These settings control who can book a shift and when they’re allowed to. Together they keep your calendar full of the right bookings at the right time.
Group size (covers)
Min covers and Max covers set the smallest and largest party that can book this shift online.
- Min covers — e.g. set to
2 to stop single-seat bookings on prime tables.
- Max covers — e.g. set to
8; larger groups are sent to you another way (phone, enquiry) instead of booking automatically.
For very large parties you’d rather review first, keep Max covers reasonable and handle big groups with Approvals instead of blocking them entirely.
How far ahead can customers book?
By default there’s no limit. You can set either or both ends of the window in the Advanced tab.
| Setting | What it does | Example |
|---|
| Limit max reservation in advance | The furthest ahead a customer can book | Up to 30 days ahead |
| Limit min reservation in advance | The soonest a customer can book (a minimum number of days’ notice) | At least 2 days ahead |
Turn the toggle on, then enter the number of days.

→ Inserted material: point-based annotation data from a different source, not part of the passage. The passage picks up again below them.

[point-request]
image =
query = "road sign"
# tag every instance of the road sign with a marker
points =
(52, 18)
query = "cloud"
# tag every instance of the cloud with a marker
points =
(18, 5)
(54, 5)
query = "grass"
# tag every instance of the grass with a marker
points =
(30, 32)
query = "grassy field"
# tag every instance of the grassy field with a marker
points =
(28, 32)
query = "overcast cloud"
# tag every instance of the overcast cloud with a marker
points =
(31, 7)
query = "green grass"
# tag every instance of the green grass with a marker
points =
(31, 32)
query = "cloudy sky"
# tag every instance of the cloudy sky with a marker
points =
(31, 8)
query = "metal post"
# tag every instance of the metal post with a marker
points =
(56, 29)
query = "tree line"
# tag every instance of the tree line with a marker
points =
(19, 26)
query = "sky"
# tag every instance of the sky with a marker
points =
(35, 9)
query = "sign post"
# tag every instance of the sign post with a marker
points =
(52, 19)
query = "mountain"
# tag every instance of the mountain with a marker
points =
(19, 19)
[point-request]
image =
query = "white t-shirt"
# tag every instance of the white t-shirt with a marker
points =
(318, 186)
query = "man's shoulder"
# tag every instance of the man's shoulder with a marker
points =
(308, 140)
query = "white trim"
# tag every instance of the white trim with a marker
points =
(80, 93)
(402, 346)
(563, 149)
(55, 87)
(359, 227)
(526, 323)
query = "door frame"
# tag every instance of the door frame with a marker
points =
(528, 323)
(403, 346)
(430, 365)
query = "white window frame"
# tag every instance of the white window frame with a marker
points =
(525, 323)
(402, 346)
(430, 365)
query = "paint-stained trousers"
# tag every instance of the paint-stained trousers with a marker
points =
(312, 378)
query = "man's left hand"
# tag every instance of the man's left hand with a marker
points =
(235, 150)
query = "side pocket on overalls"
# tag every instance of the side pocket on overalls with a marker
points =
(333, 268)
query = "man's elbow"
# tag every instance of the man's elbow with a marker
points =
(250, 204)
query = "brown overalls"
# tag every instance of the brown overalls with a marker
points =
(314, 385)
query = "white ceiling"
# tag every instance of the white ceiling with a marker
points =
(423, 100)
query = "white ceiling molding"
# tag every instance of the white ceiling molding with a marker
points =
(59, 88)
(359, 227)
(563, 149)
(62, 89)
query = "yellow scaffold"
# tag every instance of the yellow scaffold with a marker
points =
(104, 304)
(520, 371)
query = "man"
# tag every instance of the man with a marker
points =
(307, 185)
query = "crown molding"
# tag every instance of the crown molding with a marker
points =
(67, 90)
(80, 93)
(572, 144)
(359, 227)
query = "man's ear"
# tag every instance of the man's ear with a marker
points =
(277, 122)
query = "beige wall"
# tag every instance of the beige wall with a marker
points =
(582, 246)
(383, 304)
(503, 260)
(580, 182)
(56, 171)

- A max keeps your calendar manageable and lets you adjust pricing or menus before opening far-future dates.
- A min gives you guaranteed prep time — handy for set menus or sourcing ingredients.
Last-minute cutoff (notice period)
The notice period stops bookings that are too close to the meal. Turn on Enable notice period (Advanced tab), set a reservation cutoff in minutes, and choose how it’s measured:
| Notice period type | The cutoff is measured from… | Example (120 min cutoff) |
|---|
| Before the start of the shift | The shift’s start time | Booking closes 2 hours before the shift opens |
| Before each timeslot | Each individual booking slot | A 20:00 slot closes at 18:00; a 20:30 slot closes at 18:30 |
Before each timeslot keeps later slots bookable even once early ones have closed — best for accepting same-evening bookings. Before the start of the shift closes the whole service at once.
FAQ
What’s the difference between the notice period and “min days in advance”?
The notice period is a short, same-period cutoff measured in minutes (e.g. “no bookings within 2 hours”). Min days in advance is a longer rule measured in whole days (e.g. “at least 2 days’ notice”). Use one, the other, or both.
A customer says they can’t book for tonight — why?
Check your notice period and minimum days in advance. One of them may be closing tonight’s slots.
Do these limits apply to my staff too?
No. These rules apply to online customer bookings. Staff can still create reservations manually.